Die Quellen, insbesondere der Vortrag von Dr. med. Ursula Davatz, bieten eine kritische Auseinandersetzung mit dem heutigen Schulsystem. Während die Schule wichtige Funktionen in der Gesellschaft erfüllt, werden gleichzeitig diverse Herausforderungen und Defizite aufgezeigt.
Aufgaben des Schulsystems:
- Wissensvermittlung und Kompetenzerwerb: Die Schule vermittelt grundlegendes Wissen und Fähigkeiten wie Lesen, Schreiben und Rechnen, die für die Kommunikation und Teilhabe an der Gesellschaft unerlässlich sind.
- Bewertung von Wissensstand und Intelligenz: Durch Tests und Noten bewertet die Schule den Wissensstand und die Intelligenz der Schüler, was zu einer Selektion und Sortierung führt.
- Weitergabe von ethisch-moralischen Werten: Die Schule spielt eine wichtige Rolle bei der Vermittlung von Werten und Normen, die das Zusammenleben in der Gesellschaft prägen.
- Entwicklung von Sozialkompetenz: Die Schule fördert die Entwicklung von Sozialkompetenzen, die für ein erfolgreiches Miteinander unerlässlich sind.
Herausforderungen des Schulsystems:
- Konkurrenz durch das Internet: Die Wissensvermittlung durch die Schule wird zunehmend durch das Internet konkurrenziert, das den Schülern einen einfachen und schnellen Zugang zu Informationen bietet.
- Digitalisierung und künstliche Intelligenz: Künstliche Intelligenz, wie ChatGPT, wird vermehrt zur Bewertung von Wissen und zur Erledigung von Aufgaben eingesetzt, was die Rolle der Lehrer in Frage stellt.
- Einfluss populistischer Trendsetter: Die ethisch-moralische Erziehung wird durch populistische und emotionale Trendsetter in den Medien beeinflusst, die oft andere Werte vermitteln als die Schule.
- Fokus auf Gehorsam und Kontrolle: Das Schulsystem ist oft noch stark auf Gehorsam und Kontrolle ausgerichtet, was insbesondere für Kinder mit ADHS problematisch ist.
- Mangelnde individuelle Förderung: Ein „One size fits all“-Ansatz im Unterricht wird den individuellen Bedürfnissen und Lerngeschwindigkeiten der Kinder nicht gerecht.
- Überlastung der Lehrer: Viele Lehrer fühlen sich überlastet und haben aufgrund der grossen Klassen und der Heterogenität der Schüler Schwierigkeiten, allen Kindern gerecht zu werden.
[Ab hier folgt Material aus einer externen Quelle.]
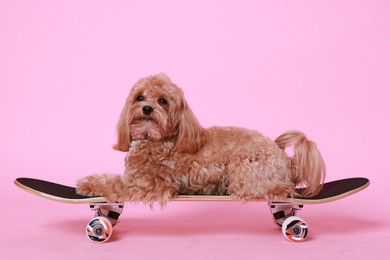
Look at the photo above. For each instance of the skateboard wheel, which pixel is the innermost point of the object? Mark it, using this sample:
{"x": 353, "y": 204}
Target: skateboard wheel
{"x": 295, "y": 229}
{"x": 99, "y": 230}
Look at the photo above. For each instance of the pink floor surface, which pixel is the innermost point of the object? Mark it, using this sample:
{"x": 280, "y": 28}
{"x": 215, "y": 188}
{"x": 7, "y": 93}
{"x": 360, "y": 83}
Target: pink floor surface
{"x": 353, "y": 228}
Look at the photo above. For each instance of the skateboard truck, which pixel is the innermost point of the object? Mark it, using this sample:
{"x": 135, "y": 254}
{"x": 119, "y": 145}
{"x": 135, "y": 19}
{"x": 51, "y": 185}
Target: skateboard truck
{"x": 293, "y": 228}
{"x": 100, "y": 228}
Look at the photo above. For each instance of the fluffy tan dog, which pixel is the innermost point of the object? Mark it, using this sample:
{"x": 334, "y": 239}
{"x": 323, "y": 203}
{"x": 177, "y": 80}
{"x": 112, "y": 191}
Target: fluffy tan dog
{"x": 170, "y": 153}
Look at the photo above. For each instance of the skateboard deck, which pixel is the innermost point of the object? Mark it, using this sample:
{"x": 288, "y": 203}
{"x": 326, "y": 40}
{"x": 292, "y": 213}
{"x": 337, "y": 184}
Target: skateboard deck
{"x": 100, "y": 228}
{"x": 330, "y": 191}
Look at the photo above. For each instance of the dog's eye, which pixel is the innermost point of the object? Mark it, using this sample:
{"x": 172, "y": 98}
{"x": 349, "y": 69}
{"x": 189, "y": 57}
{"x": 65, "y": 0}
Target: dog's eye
{"x": 162, "y": 101}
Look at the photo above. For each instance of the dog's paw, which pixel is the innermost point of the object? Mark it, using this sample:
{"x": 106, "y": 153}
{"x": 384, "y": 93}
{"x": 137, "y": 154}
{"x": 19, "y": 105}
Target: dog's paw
{"x": 88, "y": 186}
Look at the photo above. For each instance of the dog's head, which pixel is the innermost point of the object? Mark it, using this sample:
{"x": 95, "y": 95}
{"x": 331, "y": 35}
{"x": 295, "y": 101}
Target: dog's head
{"x": 156, "y": 109}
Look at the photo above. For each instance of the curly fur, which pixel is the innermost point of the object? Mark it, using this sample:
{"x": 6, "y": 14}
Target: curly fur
{"x": 170, "y": 153}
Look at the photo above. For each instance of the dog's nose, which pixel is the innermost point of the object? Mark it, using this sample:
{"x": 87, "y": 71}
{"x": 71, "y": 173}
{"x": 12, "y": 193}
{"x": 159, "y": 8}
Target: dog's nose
{"x": 147, "y": 110}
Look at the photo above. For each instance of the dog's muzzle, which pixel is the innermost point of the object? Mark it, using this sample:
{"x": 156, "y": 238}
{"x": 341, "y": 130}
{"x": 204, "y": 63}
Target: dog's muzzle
{"x": 147, "y": 110}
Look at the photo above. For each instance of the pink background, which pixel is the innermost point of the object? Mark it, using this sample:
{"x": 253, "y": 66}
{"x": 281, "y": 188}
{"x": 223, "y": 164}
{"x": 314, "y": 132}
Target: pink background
{"x": 66, "y": 68}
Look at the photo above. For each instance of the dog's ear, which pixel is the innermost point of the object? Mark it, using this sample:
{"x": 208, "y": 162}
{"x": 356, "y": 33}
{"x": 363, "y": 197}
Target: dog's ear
{"x": 124, "y": 139}
{"x": 192, "y": 135}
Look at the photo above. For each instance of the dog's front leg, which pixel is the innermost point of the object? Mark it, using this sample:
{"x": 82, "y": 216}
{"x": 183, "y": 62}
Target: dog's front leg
{"x": 147, "y": 187}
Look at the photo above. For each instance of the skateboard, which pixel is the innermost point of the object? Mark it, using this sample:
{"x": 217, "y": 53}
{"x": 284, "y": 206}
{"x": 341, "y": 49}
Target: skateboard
{"x": 100, "y": 228}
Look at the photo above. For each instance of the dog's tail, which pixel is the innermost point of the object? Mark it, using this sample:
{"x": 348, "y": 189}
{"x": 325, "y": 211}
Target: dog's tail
{"x": 307, "y": 164}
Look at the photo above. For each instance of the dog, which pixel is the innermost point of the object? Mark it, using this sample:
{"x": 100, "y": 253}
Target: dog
{"x": 169, "y": 153}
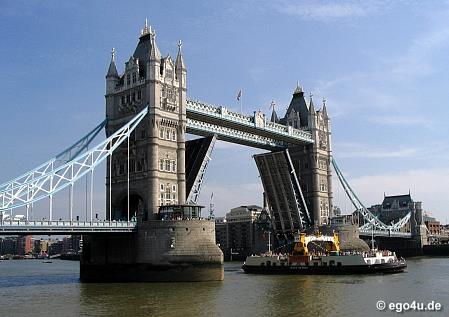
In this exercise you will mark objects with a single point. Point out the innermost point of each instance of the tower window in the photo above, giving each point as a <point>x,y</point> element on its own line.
<point>167,165</point>
<point>132,165</point>
<point>161,165</point>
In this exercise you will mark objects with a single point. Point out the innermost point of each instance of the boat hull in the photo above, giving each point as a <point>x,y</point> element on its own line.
<point>386,268</point>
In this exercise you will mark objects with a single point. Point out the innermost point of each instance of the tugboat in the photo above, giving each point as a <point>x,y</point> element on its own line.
<point>330,261</point>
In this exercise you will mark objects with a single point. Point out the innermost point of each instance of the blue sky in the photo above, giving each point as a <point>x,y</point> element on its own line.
<point>381,65</point>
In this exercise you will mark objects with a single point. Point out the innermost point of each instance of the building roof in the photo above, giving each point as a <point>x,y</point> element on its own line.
<point>297,105</point>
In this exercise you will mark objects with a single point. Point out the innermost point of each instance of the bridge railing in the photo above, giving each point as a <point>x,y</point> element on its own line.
<point>68,223</point>
<point>223,113</point>
<point>386,233</point>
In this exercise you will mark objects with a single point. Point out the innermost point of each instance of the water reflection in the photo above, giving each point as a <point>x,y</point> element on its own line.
<point>31,288</point>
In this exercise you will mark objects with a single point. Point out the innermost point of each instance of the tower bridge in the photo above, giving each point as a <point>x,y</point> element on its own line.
<point>154,175</point>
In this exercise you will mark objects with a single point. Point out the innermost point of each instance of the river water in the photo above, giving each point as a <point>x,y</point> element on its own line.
<point>33,288</point>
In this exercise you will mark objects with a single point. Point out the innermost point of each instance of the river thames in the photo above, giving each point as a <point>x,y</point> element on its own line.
<point>33,288</point>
- Angst und Misstrauen zwischen Eltern und Lehrern: Oft herrscht ein Klima der Angst und des Misstrauens zwischen Eltern und Lehrern, was die Zusammenarbeit erschwert.
Lösungsansätze:
- Neurotypgerechte Erziehung: Dr. Davatz plädiert für eine „neurotypgerechte“ Erziehung, die die individuellen Bedürfnisse von Kindern respektiert und ihre Stärken fördert.
- Beziehungsorientierte Pädagogik: Die Lehrer sollten eine Beziehung zu ihren Schülern aufbauen, die auf Vertrauen und Respekt basiert.
- Individuelle Förderung: Die Schule sollte die individuellen Talente und Lernbedürfnisse der Kinder stärker berücksichtigen und fördern.
- Stärkung der Zusammenarbeit zwischen Eltern und Lehrern: Eltern und Lehrer sollten als Partner zusammenarbeiten und ein gemeinsames Ziel verfolgen: das Wohl des Kindes.
- Mehr Mut zur Veränderung: Lehrer und Schulleitungen sollten mutiger sein und neue Wege ausprobieren, um das Schulsystem an die Bedürfnisse der heutigen Zeit anzupassen.
Fazit:
Das Schulsystem steht vor grossen Herausforderungen, die es zu bewältigen gilt. Es braucht einen Wandel hin zu einer individuelleren, beziehungsorientierten und flexibleren Pädagogik, die die vielfältigen Bedürfnisse der Kinder berücksichtigt und sie zu selbstbestimmten und verantwortungsbewussten Menschen heranbildet.